Una lectura más acuciosa de la opinión pública nos pinta, por ejemplo, un panorama menos exacerbado de los sentimientos sobre la economía y el futuro. Contrariamente a los apocalípticos, la mayoría entiende que hay problemas, pero sigue teniendo expectativas de mejora y no ve inevitable una crisis, no está tan obsesionada con los dólares, porque los usan poco en su vida corriente, y es consciente que la estabilidad de precios le beneficia.

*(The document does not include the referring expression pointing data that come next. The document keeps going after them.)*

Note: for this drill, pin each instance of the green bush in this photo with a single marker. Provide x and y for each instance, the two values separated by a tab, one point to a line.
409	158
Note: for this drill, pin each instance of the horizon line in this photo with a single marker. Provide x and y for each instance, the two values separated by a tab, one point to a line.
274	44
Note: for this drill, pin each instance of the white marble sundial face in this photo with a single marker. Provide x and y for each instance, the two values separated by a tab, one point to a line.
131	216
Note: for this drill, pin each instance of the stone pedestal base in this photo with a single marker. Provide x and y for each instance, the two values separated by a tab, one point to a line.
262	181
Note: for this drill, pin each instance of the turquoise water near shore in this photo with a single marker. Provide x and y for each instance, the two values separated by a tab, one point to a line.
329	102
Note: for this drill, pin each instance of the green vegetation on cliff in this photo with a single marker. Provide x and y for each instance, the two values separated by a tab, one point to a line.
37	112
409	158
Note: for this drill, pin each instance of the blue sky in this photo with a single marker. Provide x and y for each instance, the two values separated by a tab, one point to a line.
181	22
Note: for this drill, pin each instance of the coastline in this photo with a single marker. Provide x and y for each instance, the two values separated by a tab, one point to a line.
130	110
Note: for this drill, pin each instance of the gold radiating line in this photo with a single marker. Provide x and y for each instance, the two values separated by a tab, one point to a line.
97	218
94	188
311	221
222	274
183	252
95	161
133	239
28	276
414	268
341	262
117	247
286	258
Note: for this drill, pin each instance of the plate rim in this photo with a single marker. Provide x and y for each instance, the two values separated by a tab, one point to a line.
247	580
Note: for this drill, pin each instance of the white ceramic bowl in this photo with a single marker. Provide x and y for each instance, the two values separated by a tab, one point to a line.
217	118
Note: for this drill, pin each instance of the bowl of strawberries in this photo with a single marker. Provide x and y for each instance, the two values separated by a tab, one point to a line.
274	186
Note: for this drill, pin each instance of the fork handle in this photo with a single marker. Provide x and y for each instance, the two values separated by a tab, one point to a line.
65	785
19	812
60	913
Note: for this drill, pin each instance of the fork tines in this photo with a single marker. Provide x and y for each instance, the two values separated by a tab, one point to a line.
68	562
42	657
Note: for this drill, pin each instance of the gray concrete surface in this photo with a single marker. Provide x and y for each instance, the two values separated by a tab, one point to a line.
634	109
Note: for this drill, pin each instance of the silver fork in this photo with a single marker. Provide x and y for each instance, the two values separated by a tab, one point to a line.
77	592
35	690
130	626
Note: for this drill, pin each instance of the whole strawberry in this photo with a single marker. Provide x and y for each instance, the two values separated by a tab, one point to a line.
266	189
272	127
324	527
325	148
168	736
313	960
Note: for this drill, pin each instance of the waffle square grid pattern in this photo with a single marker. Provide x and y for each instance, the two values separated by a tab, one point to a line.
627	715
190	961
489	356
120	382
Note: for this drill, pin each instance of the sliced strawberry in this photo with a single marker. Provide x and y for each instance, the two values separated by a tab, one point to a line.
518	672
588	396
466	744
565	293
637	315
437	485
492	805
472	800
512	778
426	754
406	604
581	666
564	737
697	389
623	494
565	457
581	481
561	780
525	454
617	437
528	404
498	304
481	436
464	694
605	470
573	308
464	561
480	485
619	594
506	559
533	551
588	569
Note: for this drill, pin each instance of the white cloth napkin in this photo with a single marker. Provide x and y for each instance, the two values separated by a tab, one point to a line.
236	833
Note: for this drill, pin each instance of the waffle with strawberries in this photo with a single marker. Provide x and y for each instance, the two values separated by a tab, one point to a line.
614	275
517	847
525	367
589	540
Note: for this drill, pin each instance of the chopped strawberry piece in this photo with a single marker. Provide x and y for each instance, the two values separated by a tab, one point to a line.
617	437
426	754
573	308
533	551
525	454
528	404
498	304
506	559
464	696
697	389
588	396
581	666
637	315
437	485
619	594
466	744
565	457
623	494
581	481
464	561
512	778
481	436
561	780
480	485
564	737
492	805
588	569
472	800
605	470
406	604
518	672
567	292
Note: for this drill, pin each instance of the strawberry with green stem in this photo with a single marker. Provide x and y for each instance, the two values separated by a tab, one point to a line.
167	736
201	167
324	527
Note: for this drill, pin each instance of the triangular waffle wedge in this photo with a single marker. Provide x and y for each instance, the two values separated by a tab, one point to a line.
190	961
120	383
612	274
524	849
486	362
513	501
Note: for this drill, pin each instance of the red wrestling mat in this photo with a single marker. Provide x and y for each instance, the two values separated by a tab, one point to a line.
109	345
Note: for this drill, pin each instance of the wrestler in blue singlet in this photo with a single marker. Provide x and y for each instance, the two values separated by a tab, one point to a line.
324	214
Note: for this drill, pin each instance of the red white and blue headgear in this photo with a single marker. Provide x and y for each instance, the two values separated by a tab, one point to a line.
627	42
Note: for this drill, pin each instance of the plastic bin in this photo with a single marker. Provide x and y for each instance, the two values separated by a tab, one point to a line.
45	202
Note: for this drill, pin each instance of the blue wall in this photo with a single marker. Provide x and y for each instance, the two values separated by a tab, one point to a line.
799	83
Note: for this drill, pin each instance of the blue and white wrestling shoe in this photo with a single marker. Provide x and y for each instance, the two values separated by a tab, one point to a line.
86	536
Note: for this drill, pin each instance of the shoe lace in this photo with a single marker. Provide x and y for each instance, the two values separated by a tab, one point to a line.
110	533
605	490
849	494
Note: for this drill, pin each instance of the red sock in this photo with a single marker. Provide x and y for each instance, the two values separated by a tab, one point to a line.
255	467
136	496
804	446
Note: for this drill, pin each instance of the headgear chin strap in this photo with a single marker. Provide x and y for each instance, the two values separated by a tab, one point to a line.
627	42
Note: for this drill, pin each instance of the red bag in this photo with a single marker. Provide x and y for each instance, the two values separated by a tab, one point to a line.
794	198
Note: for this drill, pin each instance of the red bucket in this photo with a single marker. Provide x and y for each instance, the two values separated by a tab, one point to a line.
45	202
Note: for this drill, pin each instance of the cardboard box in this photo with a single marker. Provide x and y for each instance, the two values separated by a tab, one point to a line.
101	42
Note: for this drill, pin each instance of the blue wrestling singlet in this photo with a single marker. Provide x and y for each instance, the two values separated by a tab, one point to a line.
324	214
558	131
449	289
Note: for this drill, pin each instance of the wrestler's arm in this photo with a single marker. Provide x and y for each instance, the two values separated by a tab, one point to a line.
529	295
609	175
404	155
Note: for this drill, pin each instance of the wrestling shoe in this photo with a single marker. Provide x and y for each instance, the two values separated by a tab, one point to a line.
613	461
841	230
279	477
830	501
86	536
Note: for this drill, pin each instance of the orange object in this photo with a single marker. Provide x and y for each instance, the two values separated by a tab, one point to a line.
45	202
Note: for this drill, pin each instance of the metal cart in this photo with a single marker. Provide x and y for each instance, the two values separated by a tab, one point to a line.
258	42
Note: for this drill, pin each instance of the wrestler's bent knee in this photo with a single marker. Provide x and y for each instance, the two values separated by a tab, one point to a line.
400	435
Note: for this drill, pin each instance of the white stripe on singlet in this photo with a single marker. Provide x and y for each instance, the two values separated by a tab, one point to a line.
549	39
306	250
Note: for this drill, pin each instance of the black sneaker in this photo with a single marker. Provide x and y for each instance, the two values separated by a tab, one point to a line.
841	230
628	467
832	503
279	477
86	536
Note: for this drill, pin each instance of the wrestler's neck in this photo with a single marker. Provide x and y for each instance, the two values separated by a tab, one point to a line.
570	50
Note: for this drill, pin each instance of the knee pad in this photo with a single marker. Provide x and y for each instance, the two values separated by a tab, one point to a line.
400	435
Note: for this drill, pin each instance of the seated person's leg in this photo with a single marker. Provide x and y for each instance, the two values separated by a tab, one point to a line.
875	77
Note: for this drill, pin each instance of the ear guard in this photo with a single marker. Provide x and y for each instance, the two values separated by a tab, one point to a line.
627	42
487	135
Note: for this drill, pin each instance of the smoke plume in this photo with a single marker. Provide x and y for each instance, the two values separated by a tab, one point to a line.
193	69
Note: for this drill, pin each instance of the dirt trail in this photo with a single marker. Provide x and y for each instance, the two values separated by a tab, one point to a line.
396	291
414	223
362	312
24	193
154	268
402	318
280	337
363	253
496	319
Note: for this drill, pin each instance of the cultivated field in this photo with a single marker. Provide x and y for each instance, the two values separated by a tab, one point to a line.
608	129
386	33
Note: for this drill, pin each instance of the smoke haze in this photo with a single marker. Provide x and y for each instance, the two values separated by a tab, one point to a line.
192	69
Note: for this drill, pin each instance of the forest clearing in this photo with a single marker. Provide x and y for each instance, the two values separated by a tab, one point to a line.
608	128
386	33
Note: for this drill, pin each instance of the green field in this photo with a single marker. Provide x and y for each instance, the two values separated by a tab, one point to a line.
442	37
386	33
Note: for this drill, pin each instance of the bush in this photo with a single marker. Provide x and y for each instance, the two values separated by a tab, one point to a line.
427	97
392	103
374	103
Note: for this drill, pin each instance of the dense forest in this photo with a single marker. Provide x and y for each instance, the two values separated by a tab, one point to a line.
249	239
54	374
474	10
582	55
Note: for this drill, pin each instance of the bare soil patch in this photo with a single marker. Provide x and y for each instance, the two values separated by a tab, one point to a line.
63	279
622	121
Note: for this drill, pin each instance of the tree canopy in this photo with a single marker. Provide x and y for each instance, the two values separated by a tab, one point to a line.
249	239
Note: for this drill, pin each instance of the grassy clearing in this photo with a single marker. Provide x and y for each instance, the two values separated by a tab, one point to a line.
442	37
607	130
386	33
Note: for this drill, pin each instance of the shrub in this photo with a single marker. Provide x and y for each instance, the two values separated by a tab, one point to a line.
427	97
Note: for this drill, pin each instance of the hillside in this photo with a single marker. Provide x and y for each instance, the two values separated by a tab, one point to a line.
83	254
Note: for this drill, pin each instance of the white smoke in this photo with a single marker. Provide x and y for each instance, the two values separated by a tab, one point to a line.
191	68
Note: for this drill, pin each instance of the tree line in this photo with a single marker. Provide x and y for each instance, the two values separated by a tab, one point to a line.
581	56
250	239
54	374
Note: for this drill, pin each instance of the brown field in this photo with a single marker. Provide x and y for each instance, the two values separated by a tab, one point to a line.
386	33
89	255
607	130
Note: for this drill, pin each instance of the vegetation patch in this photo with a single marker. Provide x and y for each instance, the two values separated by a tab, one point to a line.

Lo que les ofende, sin embargo, es que no se asuma plenamente sus dificultades, pues su nivel de vida retrocedió en la pandemia y luego no se recuperó, sus empleos siguen siendo precarios y el futuro de sus hijos parece más difícil. No basta, pues, con macropromesas que vienen y van desde hace ya un quinquenio, ¿por qué se tendría que creer en ellas automáticamente? No hay bronca ni pesimismo excesivos, pero sí dudas y una exigencia de claridad, empatía y concentración en sus problemas de parte de sus dirigentes.

El principal problema es, por tanto, político, la desconfianza y el malestar, incluso el económico, es con élites de izquierda y derecha empecinadas en hablar solo de sus líos y con un lenguaje e ideas desconectadas de la vida de las mayorías.